Da Oaxaca giungono segnali preoccupanti che mostrano chiaramente che, nonostante le rassicurazioni del governatore dello Stato Ulises Rúiz, la situazione è tutt’altro che tornata alla normalità dopo i tragici avvenimenti dell’anno scorso.
La lucha sigue, la lotta continua, come concludono i numerosi messaggi che giungono dalla cittadina messicana.
Il 16 luglio, giornata conclusiva della Guelaguetza magisterial - Popular, (come è stata ribattezzata l’antica festività indigena della Guelaguetza l’anno scorso dalla APPO e dalla XXII sezione del Sindacato dei Lavoratori dell’Istruzione di Oaxaca), ci sono stati violentissimi scontri tra gli organizzatori della manifestazione folkloristica e diversi reparti della polizia agli ordini del governatore Rúiz e della Presidenza della Repubblica.

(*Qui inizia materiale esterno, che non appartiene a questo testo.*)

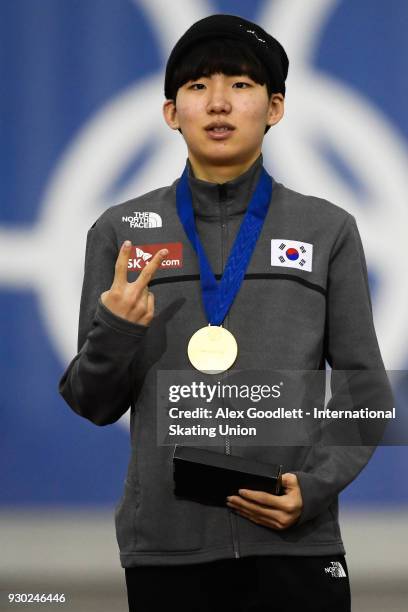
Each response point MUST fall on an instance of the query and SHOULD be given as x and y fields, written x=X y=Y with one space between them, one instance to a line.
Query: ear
x=170 y=114
x=276 y=108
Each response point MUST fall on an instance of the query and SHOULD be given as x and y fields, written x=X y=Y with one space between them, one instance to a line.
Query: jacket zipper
x=222 y=196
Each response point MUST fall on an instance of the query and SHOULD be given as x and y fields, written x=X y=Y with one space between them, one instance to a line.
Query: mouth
x=219 y=131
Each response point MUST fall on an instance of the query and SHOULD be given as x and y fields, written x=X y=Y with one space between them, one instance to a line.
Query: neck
x=220 y=173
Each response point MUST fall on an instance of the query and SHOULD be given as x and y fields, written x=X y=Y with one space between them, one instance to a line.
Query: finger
x=149 y=270
x=289 y=481
x=121 y=265
x=265 y=522
x=244 y=506
x=149 y=309
x=275 y=518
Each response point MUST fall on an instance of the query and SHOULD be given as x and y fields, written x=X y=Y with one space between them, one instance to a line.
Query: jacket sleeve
x=350 y=345
x=97 y=382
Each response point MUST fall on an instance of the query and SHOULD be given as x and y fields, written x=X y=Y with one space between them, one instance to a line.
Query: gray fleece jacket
x=316 y=314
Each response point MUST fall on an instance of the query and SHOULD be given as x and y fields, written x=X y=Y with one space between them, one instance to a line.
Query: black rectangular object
x=209 y=477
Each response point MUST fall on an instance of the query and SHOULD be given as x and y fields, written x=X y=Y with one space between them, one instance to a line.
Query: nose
x=218 y=99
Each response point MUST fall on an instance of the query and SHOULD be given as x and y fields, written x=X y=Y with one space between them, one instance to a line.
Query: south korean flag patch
x=292 y=254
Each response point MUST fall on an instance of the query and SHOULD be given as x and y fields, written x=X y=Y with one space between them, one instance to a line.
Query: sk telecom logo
x=140 y=255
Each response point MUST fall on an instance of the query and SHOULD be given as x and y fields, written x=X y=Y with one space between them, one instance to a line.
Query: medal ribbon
x=218 y=297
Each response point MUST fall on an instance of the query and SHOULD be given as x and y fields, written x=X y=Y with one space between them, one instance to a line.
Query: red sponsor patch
x=140 y=255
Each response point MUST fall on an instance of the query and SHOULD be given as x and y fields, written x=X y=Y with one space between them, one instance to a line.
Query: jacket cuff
x=313 y=504
x=119 y=324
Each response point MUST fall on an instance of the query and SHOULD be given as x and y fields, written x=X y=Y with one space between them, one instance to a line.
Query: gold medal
x=212 y=349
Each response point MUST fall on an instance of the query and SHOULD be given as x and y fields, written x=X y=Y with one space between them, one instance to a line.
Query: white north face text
x=291 y=254
x=143 y=220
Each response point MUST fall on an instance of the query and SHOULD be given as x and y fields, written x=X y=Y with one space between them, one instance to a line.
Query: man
x=290 y=310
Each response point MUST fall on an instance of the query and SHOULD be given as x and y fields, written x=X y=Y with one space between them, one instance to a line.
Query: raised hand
x=132 y=301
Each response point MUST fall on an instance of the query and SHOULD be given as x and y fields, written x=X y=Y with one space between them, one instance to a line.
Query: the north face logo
x=143 y=219
x=335 y=569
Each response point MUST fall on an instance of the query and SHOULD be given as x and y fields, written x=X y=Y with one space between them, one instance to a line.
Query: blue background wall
x=61 y=62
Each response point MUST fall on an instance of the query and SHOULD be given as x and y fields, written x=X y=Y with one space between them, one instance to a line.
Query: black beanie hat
x=268 y=49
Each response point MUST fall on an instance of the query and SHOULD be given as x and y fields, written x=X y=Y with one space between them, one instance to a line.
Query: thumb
x=289 y=481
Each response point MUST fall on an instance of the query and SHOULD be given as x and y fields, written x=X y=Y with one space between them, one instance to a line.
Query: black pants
x=248 y=584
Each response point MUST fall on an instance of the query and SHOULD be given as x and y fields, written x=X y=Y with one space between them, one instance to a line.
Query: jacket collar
x=236 y=193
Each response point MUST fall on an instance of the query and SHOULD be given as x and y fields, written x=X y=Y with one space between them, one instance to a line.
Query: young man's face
x=237 y=101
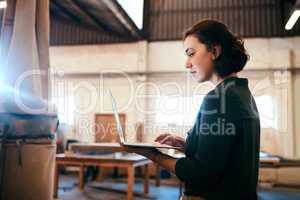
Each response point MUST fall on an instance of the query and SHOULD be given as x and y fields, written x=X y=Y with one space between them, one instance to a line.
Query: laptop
x=121 y=133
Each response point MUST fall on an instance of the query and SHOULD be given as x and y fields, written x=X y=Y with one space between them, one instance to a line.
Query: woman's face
x=199 y=60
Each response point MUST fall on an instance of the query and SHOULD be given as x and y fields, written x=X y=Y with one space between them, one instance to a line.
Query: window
x=266 y=111
x=178 y=111
x=134 y=9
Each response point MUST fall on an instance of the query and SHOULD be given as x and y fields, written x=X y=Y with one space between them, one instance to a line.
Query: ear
x=216 y=51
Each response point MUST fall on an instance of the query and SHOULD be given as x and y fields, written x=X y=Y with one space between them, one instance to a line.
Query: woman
x=222 y=148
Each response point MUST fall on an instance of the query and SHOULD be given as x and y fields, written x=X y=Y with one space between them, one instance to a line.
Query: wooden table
x=129 y=161
x=106 y=147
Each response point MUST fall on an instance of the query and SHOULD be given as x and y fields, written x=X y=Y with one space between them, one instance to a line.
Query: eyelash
x=190 y=55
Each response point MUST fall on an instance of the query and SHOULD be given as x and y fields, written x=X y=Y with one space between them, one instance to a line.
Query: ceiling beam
x=123 y=18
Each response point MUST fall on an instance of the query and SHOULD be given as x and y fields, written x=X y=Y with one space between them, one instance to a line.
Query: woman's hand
x=144 y=151
x=171 y=140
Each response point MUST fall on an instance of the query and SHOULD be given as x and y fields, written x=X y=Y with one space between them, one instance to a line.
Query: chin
x=202 y=79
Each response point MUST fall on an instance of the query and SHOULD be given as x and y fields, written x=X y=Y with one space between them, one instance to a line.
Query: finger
x=161 y=137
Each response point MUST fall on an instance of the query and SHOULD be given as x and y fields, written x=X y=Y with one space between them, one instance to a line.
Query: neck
x=215 y=79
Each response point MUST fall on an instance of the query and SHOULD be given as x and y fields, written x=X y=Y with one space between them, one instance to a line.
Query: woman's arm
x=165 y=161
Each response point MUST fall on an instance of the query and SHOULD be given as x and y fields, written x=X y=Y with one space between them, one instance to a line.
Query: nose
x=188 y=64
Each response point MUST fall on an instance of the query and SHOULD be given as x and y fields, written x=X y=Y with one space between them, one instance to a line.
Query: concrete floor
x=94 y=191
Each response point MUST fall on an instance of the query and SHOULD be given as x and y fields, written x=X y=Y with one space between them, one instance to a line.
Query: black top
x=222 y=148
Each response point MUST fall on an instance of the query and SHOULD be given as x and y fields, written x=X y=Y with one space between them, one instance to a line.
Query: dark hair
x=212 y=33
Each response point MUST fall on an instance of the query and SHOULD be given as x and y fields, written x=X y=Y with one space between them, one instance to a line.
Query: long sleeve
x=210 y=141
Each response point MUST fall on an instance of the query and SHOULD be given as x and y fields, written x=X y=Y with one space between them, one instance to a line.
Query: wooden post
x=146 y=179
x=81 y=178
x=56 y=181
x=157 y=182
x=130 y=172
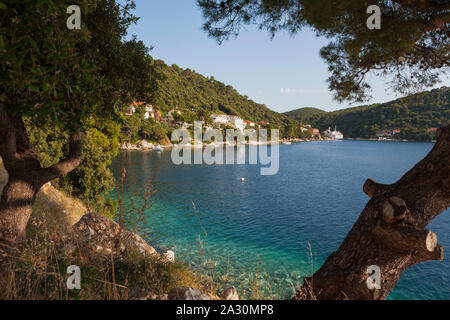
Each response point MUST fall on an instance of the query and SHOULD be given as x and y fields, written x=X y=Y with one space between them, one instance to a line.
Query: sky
x=284 y=73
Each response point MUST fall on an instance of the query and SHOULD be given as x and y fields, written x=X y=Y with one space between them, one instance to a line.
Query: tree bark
x=25 y=176
x=390 y=232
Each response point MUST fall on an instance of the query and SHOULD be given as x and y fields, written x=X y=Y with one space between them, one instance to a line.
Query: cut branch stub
x=394 y=210
x=372 y=188
x=408 y=239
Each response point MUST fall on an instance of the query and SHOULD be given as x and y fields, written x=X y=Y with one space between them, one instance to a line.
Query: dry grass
x=39 y=270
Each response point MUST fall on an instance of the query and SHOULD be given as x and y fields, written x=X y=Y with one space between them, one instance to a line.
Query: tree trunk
x=389 y=233
x=25 y=176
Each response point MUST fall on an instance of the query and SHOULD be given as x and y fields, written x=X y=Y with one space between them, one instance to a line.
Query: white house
x=171 y=112
x=237 y=122
x=249 y=123
x=220 y=119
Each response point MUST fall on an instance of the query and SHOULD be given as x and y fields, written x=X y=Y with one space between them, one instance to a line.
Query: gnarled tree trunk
x=25 y=176
x=389 y=233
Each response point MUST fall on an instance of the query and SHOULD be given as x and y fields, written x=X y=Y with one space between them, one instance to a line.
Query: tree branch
x=71 y=162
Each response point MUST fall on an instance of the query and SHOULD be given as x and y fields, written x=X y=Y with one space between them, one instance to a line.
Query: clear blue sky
x=284 y=73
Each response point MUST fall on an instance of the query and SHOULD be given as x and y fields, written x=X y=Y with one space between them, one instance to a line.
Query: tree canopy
x=411 y=49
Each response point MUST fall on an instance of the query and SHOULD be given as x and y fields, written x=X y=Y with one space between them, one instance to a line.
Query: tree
x=59 y=77
x=413 y=46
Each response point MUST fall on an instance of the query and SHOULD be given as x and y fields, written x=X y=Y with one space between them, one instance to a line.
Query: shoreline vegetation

La Guelaguetza Popular è stata organizzata dalla Appo e dal sindacato dei maestri per distinguere la festa popolare indigena dalle celebrazioni governative e ufficiali che si terranno a Oaxaca per tutto il mese di luglio e che hanno conferito ormai da anni un aspetto commerciale e consumistico a questa festività che ha a che fare con le antiche tradizioni di solidarietà e partecipazione comunitaria tra le 16 diverse etnie indigene dello stato di Oaxaca.

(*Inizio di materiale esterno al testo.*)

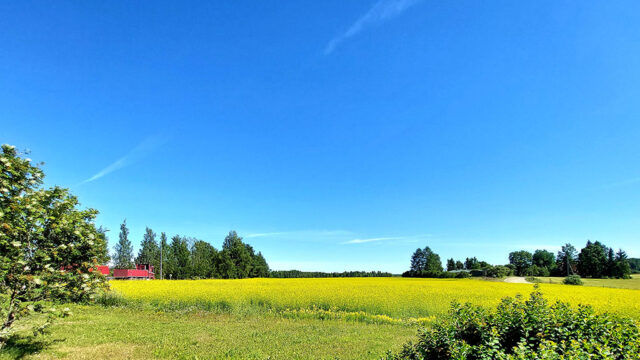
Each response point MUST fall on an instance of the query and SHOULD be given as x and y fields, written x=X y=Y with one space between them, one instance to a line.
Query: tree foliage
x=526 y=329
x=123 y=256
x=522 y=260
x=149 y=252
x=48 y=247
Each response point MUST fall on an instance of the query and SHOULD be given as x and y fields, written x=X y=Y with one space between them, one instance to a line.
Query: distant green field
x=612 y=283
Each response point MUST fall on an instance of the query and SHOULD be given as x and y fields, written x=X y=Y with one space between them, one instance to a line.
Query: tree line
x=190 y=258
x=595 y=260
x=287 y=274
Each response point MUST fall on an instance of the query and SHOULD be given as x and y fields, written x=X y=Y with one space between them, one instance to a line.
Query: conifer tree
x=123 y=249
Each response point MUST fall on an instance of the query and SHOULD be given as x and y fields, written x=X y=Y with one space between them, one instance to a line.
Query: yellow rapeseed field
x=375 y=299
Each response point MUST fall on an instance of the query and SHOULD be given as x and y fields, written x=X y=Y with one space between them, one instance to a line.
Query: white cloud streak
x=363 y=241
x=381 y=11
x=140 y=151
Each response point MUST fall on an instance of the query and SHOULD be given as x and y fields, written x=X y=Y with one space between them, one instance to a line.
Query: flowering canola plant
x=377 y=300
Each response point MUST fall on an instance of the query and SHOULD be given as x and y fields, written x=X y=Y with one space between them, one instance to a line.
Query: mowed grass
x=348 y=318
x=633 y=283
x=395 y=298
x=95 y=332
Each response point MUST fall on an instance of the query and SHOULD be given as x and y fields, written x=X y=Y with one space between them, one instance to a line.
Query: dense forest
x=190 y=258
x=595 y=260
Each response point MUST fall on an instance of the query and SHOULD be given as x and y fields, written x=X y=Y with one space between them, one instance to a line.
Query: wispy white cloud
x=362 y=241
x=254 y=235
x=411 y=239
x=304 y=235
x=140 y=151
x=381 y=11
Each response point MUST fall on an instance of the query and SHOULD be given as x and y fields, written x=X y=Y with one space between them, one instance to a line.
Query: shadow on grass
x=18 y=347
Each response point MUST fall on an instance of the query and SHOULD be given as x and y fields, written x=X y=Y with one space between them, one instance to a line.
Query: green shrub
x=526 y=329
x=572 y=280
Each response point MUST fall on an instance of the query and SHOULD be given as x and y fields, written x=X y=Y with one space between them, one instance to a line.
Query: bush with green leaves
x=48 y=248
x=572 y=280
x=526 y=329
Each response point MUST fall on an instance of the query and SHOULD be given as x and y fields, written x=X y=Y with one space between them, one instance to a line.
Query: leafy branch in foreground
x=48 y=248
x=526 y=329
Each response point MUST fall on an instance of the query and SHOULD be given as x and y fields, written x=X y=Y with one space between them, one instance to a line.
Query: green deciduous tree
x=165 y=255
x=566 y=259
x=544 y=259
x=182 y=255
x=521 y=260
x=149 y=252
x=592 y=260
x=48 y=247
x=451 y=264
x=203 y=257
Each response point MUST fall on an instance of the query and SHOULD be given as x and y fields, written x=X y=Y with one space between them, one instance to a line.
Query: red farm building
x=103 y=269
x=142 y=271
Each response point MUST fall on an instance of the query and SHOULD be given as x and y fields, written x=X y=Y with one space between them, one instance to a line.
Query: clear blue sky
x=336 y=135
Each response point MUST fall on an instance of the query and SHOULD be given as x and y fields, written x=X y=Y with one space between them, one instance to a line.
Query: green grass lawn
x=633 y=283
x=95 y=332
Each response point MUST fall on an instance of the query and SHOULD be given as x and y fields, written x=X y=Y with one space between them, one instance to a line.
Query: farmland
x=392 y=298
x=349 y=318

Purtroppo, l’ultimo giorno dei festeggiamenti, ai circa 10 mila manifestanti era stato negato l’uso dell’auditorium del Cerro del Fortín, luogo di grande valore simbolico per la città. Dopo due giorni di festeggiamenti svoltisi pacificamente per le vie del centro con sfilate in abiti tradizionali e con balli e canti, lunedì alcuni organizzatori tuttavia, pur avendo optato per svolgere lo spettacolo finale nella Plaza della Danza, avevano deciso di protestare contro la polizia che aveva vietato l’uso del Cerro e che si trovava nelle sue vicinanze per presidiarlo.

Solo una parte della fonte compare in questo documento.